Sunday, December 28, 2014

Filtering and Projection in Spark SQL External Data Sources

In the previous post about the Spark external data source API, we looked at a simple way to register an external data source as a temporary table in Spark SQL. While very easy to use, that mechanism didn't allow Spark SQL to specify which data columns it was interested in, or to provide filters on the rows: the external data source had to produce all the data it had, and Spark SQL would filter the result records as needed. That's often very inefficient, especially when large amounts of data are involved. In this post we'll look at parts of the external data source API that solve this problem, allowing Spark SQL to push projection and filtering down to the external data source.

As with other posts in this series, I'm assuming familiarity with Scala, and the code for the examples can be found at -- in this case sql/RelationProviderFilterPushdown.scala.

As we discussed last time, the external data source API is located in the org.apache.spark.sql package, and consists of six abstract classes, six case classes and one trait.

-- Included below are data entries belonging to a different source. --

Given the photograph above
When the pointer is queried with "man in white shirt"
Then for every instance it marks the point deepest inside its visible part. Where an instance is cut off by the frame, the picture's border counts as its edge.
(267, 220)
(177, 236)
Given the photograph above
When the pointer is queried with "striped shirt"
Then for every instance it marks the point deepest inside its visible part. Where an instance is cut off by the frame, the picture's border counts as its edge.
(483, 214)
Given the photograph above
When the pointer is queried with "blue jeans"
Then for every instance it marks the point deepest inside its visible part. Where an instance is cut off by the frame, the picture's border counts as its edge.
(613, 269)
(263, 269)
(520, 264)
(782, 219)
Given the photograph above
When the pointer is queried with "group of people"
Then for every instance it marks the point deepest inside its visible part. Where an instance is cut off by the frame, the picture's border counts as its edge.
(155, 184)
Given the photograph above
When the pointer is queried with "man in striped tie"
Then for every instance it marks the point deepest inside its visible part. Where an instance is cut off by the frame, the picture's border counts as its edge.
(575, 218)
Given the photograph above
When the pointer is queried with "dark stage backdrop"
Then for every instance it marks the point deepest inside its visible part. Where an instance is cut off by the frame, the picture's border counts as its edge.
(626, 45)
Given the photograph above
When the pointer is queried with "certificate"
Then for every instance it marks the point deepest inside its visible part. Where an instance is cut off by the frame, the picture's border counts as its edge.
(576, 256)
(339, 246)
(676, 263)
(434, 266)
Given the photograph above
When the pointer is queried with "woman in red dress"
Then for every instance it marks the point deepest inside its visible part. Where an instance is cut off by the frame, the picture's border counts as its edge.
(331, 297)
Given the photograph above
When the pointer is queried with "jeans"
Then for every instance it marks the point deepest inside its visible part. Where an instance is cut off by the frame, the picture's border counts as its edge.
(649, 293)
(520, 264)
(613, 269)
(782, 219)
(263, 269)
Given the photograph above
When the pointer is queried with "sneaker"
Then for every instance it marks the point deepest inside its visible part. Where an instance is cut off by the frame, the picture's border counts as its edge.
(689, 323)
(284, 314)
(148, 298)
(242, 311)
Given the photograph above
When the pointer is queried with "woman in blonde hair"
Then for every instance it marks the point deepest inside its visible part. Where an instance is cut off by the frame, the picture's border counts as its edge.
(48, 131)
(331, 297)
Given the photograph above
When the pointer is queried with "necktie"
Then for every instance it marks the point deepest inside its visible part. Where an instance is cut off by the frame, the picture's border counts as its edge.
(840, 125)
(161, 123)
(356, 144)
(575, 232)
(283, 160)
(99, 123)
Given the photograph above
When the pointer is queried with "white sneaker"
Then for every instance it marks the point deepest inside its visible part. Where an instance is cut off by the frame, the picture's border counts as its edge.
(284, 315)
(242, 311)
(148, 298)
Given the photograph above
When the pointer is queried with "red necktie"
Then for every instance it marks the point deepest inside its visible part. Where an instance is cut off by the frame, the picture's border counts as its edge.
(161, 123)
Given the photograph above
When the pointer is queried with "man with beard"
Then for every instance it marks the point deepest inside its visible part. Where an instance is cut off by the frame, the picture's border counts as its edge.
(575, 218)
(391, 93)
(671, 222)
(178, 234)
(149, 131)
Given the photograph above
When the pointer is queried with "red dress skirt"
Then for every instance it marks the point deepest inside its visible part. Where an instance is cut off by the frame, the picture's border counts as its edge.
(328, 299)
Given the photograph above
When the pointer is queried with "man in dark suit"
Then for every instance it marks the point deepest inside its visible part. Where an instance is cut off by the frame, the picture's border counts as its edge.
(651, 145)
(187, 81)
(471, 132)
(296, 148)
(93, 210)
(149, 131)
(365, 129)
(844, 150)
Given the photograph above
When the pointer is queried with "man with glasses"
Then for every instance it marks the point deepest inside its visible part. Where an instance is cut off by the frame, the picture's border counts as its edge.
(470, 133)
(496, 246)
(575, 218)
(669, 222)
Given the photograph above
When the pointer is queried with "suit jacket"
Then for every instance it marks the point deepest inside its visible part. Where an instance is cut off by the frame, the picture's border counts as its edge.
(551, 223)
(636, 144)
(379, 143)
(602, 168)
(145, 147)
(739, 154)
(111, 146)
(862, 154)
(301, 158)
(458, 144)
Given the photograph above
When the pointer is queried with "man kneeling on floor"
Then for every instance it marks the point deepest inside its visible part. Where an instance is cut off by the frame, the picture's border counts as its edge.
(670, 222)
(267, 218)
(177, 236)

Projection pushdown is supported by the abstract class PrunedScan, but we'll cover its capabilities by discussing the more general abstract class PrunedFilteredScan, which also supports filter pushdown.

Much of this post is about how the external data source API gives you flexibility in deciding which of three layers of software filters the data that's being queried, so we need to agree on names for the layers. I'm going to name them as follows:

  1. External Data Engine: Some piece of (probably third party) software whose data you you want to be able to query from Spark SQL. While you may be willing to make changes to this software to make this easier, I'm going to assume that it has a fixed set of capabilities that will influence some of the choices you make in implementing an adapter for it.
  2. External Data Source Adapter: This is the code we're learning how to implement in this post -- an implementation of Spark SQL's external data source API that accepts calls from Spark SQL and turns them into calls to an external data engine, and then filters and transforms the results before returning them to Spark SQL across the API. When implementing the adapter, you can choose between three strategies: a simple one based on the TableScan abstract class, as discussed in the previous post, an intermediate one based on the PrunedScan abstract class, or the most powerful (and complex) one, PrunedFilteredScan, which is the topic of this post.
  3. Spark SQL: This is Spark's SQL query compiler, optimizer and top level execution engine, layered on top of core Spark. Individual queries can combine internal and external data, and even external data from multiple sources, and Spark SQL must cleanly break out sub-queries to the individual external data source adapters. When querying external data it has a number of choices in exactly what it requests from the external data source adapter. It detects which of the three implementation strategies is being used for any given adapter, and conforms to it, but the adapter needs to support all the possibilities for its chosen strategy.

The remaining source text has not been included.